Periodically he woke and stacked more wood on the fire, or gathered a handful of snow to drink, moving about the house in a daze of heat and cold, so that when again he collapsed heavily on to the couch and fell asleep, he might never have risen.

If the Germans had arrived at the door, he was theirs. He might not even have woken as they carried him off. But they did not come, indeed they could not come. For two whole days the blizzard blew and the moors were quite impassable.

But the third morning dawned fair. The snow had ceased during the night and the wind had shifted to the south. No longer were the clouds lowering and slate-grey, they were white, and as the morning wore on, chinks appeared and patches of sunlight moved across the moors. Some of the snow on the roof of Murdo’s cottage slipped and fell to the ground with a hiss and a thud.
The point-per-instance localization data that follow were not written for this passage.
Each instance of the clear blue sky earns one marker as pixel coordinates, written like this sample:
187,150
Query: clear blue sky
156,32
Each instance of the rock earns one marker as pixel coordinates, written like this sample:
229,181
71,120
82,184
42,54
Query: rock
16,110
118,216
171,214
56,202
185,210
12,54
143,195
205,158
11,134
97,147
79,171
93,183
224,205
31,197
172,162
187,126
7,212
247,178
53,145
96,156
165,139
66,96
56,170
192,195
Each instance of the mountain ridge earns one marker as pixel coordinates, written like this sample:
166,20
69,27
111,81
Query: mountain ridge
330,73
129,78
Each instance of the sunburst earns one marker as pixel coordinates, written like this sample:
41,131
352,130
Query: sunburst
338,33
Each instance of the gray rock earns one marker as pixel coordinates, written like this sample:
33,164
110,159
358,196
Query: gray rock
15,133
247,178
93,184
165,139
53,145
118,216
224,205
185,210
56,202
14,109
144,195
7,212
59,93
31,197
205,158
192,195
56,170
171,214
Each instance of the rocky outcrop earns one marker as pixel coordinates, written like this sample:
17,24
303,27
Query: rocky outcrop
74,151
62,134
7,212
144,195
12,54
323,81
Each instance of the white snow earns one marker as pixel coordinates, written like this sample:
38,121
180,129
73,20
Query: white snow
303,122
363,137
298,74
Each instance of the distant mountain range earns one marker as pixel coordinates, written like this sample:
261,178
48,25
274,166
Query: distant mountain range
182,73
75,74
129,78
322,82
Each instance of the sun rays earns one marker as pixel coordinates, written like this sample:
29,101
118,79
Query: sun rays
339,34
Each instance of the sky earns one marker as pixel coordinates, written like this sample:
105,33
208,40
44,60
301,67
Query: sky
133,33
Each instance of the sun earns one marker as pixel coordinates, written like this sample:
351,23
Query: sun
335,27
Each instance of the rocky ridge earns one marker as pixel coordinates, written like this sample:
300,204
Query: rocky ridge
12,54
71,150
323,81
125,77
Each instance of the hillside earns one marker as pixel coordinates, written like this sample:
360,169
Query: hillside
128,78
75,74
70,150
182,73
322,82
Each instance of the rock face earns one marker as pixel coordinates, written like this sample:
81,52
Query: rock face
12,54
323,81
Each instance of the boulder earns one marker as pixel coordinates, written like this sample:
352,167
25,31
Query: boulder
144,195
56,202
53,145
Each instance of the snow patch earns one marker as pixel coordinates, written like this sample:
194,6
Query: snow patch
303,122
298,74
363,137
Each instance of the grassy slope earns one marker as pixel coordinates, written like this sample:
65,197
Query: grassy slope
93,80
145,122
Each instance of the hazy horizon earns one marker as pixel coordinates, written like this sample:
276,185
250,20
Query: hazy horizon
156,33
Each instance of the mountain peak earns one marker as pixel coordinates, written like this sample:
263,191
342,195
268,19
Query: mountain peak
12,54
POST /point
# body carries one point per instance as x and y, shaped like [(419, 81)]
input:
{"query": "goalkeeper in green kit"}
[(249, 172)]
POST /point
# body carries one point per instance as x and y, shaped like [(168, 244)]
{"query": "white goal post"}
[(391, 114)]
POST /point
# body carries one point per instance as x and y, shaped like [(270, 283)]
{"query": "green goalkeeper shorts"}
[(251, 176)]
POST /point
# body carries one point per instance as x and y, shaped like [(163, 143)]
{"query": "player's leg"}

By the evening a listener in the silence might have heard the tinkling of water about him as the frozen runnels began to flow, and a tiny rustling as the snow slumped more heavily on the grass, and clumps of heather broke free from its weight.

That same Wednesday evening brought Murdo’s fever to its climax. The fire was out and the room very cold. But he had put on his clothes the day before, when they were dry, and beneath the covering of curtains and carpet his body was burning hot. The sweat streamed off him, beading down his face and making his hair wet. From head to toe his body shivered violently.

But by ten o’clock his breathing was easier, the trembling had quietened. By midnight he lay calm. The furrows left his brow and the wet hair dried across his face.

It was daylight when he woke. The nightmares were gone. For a long time Murdo just lay there gazing at the ceiling. Brilliant sunshine flooded through the window, revealing all the cobwebs and dust and the filthiness of the rags that covered him. But he was accustomed to them and kept them tucked about his face, for it was warm underneath. A musical noise of trickling water came from the window, and further off a heavy splashing roar like a waterfall.